Le gouvernement turc a annoncé son intention de faire appel estimant que les raisons qui ont motivé la décision de la cour ne sont "pas saines", selon un communiqué du ministère turc des Affaires étrangères. Si la décision était maintenue en appel, Ankara ferait face à une force pression pour accorder un nouveau procès à Öcalan, dont les avocats ont dit envisagé également de faire appel de certaines parties de l'arrêt.
Dans son arrêt, la cour européenne des droits de l'Homme de Strasbourg conclut que "la cour de la sûreté de l'Etat d'Ankara, qui a condamné le requérant, n'était pas un tribunal indépendant et impartial".
Sur quelques-unes des onze autres plaintes déposées par les avocats du leader kurde emprisonné, la Cour européenne a jugé en faveur de la Turquie. Elle a notamment rejeté les accusations selon lesquelles les conditions de détention d'Öcalan sont inhumaines ou encore qu'il soit illégalement détenu.

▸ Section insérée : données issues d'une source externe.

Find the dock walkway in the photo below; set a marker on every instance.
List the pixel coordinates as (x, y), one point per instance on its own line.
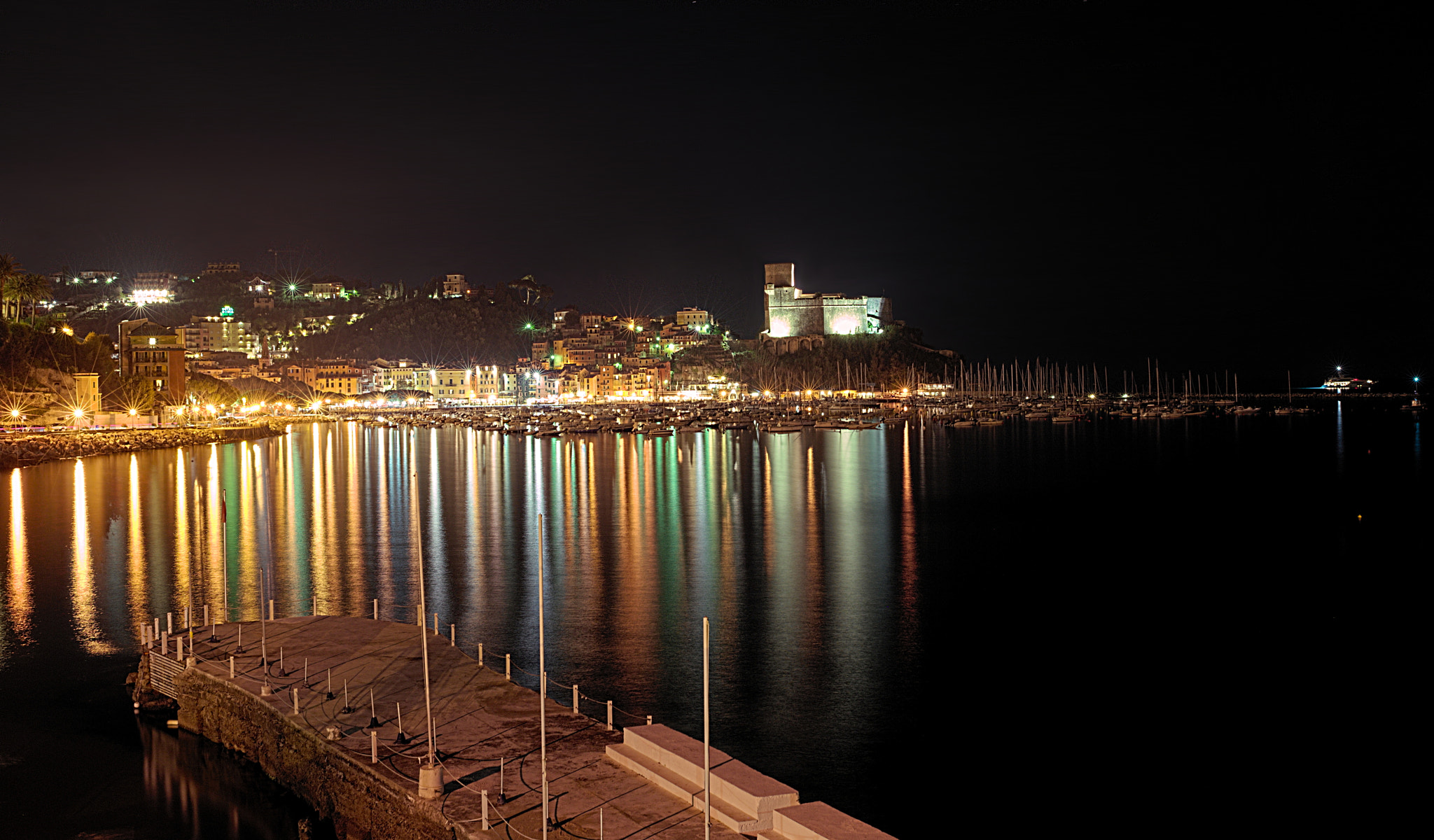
(482, 722)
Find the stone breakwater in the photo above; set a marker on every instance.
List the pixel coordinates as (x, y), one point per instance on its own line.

Sur la peine de mort, la cour a jugé qu'il n'y avait eu violation de l'article 3 de la Convention européenne des droits de l'Homme portant sur l'interdiction des traitements inhumains et dégradants "en ce que la peine de mort a été prononcée à l'issue d'un procès inéquitable". En revanche, elle n'a pas retenu de violation de l'article 3 quant à l'application de la peine de mort ni de violation de l'article 2 (droit à la vie).
Les sept juges ont estimé que ces constats de violation constituaient en soi "une satisfaction équitable suffisante pour tout dommage subi par le requérant" et a accordé à ses avocats 100.000 euros pour frais et dépens.
"Cette décision appuie nos arguements sur la violation des droits de la défense, concernant le fait que l'on a fait pression sur nous, avocats, et sur le caractère inéquitable du procès", a commenté l'un des avocats d'Öcalan, Ercan Kanar.
Abdullah Öcalan avait été capturé par des commandos turcs au Kenya en 1999 et emmené en Turquie. Les séparatistes kurdes avaient décrété un cessez-le-feu après sa capture. La Turquie accusait le chef de l'ancien Parti des travailleurs du Kurdistan (PKK) d'avoir conduit les 15 années d'insurrection kurde qui se sont soldées par 37.000 morts.
Jugé pour trahison Öcalan avait été condamné à mort en 1999, une sentence commuée en prison à vie l'an dernier quand la Turquie a aboli la peine capitale. Mais un appel de deux syndicats contre cette décision doit encore être examiné par un tribunal turc. Depuis son procès, Öcalan est le seul détenu de l'île-prison d'Imrali en mer de Marmara.